Eleni Tampasi

Personal information
- Full name: Eleni Tampasi
- Nationality: Greece
- Born: 18 September 1976 (age 49) Tripoli, Greece
- Height: 1.63 m (5 ft 4 in)
- Weight: 63 kg (139 lb)

Sport
- Sport: Judo
- Event: 63 kg
- Club: Ethnikos G.S. Athens

= Eleni Tampasi =

Greek judoka

Eleni Tampasi (Ελένη Ταμπάση; born 18 September 1976 in Tripoli) is a Greek judoka, who competed in the women's half-middleweight category. She picked up two Greek senior titles in her own division, and represented her home nation Greece at the 2004 Summer Olympics in Athens. Tampasi is also a full-fledged member of the judo squad for Ethnikos G.S. Athens.
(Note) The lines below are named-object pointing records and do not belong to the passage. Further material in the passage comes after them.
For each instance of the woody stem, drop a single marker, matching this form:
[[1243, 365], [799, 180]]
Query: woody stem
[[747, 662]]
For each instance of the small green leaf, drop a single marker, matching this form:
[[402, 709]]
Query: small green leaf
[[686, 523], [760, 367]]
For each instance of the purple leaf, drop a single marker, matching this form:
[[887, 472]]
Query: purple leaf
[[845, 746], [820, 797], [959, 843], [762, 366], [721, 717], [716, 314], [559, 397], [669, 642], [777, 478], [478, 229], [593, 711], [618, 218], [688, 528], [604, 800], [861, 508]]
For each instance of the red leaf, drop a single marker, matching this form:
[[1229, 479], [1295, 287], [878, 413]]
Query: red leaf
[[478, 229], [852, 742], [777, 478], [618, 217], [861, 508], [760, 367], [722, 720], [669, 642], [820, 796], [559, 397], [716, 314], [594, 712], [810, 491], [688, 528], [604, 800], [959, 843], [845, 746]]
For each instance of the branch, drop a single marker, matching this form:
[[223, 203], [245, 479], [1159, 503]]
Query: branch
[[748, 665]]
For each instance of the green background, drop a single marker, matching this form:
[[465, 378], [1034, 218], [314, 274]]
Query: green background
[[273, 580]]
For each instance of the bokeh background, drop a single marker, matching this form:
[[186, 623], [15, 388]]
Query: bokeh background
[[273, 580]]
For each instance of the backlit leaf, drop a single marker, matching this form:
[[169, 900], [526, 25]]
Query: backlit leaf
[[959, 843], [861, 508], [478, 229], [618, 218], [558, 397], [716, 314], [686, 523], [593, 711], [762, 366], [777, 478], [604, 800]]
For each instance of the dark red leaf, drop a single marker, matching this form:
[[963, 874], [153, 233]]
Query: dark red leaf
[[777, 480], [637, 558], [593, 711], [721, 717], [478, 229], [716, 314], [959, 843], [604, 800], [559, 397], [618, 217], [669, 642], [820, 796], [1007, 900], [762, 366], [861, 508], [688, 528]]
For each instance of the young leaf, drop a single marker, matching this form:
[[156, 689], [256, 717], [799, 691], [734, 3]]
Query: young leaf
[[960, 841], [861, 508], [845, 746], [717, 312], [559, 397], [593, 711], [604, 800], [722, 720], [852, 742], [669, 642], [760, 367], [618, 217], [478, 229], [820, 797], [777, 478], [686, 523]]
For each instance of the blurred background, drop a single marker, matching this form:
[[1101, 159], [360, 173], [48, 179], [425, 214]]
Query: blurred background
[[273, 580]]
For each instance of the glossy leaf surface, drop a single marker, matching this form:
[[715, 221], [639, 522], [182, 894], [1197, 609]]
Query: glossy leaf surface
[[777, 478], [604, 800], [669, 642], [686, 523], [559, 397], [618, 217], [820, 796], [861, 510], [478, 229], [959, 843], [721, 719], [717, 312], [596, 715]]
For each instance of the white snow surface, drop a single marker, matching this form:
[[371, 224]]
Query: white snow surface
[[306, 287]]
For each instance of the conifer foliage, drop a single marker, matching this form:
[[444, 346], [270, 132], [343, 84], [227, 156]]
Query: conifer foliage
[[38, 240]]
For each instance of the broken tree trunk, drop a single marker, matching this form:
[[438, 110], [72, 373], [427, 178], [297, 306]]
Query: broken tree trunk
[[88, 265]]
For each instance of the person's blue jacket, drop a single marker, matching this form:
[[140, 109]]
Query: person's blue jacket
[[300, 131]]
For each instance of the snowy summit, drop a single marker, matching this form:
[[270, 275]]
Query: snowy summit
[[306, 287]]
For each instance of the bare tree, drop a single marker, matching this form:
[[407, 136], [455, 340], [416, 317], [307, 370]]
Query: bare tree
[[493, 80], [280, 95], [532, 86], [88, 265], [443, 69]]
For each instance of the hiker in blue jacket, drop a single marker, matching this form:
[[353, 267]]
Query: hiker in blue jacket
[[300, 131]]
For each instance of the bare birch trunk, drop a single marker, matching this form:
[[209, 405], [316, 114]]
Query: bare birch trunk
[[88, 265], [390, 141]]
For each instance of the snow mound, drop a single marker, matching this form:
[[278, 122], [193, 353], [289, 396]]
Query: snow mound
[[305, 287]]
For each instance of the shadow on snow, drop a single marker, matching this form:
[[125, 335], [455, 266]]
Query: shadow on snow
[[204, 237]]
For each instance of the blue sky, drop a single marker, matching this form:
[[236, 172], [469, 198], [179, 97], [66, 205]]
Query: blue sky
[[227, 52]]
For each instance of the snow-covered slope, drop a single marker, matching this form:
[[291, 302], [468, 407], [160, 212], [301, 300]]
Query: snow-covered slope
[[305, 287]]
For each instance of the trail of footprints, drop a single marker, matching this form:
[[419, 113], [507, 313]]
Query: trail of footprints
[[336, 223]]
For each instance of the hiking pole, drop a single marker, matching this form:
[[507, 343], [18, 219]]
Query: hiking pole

Tampasi qualified for the Greek squad in the women's half-middleweight class (63 kg) at the 2004 Summer Olympics in Athens, by filling up an entry by the International Judo Federation and the Hellenic Olympic Committee, as Greece received an automatic berth for being the host nation. She lost her opening match to Belgium's Gella Vandecaveye, who successfully scored an ippon and gripped her on the tatami with a kuzure kami shiho gatame (broken upper four-quarter hold-down) assault at three minutes and twenty-two seconds.